Huff Post does the article some justice here

Now, as I stated before, I like to see people generally being left well enough alone. If you're a council member, and you don't want your children to associate with any other member of the organization be it a question of race, color, sexual orientation, or shoe size, fine, you don't have to participate. That's your choice. The point being, you can chose your level of involvement. You don't get to determine anyone else's level of involvement. That's not right, and it's not fair.

As a rule the GSA (Girl Scouts of America) don't have a hard and fast rule on the inclusion of GLBT youth, or volunteers in the org.
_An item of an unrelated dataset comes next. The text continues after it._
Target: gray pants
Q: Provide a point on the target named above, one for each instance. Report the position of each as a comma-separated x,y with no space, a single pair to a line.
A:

Fine, what they do have is a stated policy to not discriminate. Great! I'm not looking for a list of what you do, and don't allow, a simple statement that you keep an open mind is leaps and bounds ahead of other, less enlightened, scouting organizations.

The Boy Scouts have a codified policy of discrimination, both in terms of religion (no atheists) and sexual orientation, and I frankly don't support them, ever, in any way.

If my son, should I ever have one, were to show an interest in scouting I'd rather take him camping myself, then expose him to an organization that in 2012 feels that it's acceptable to codify discrimination.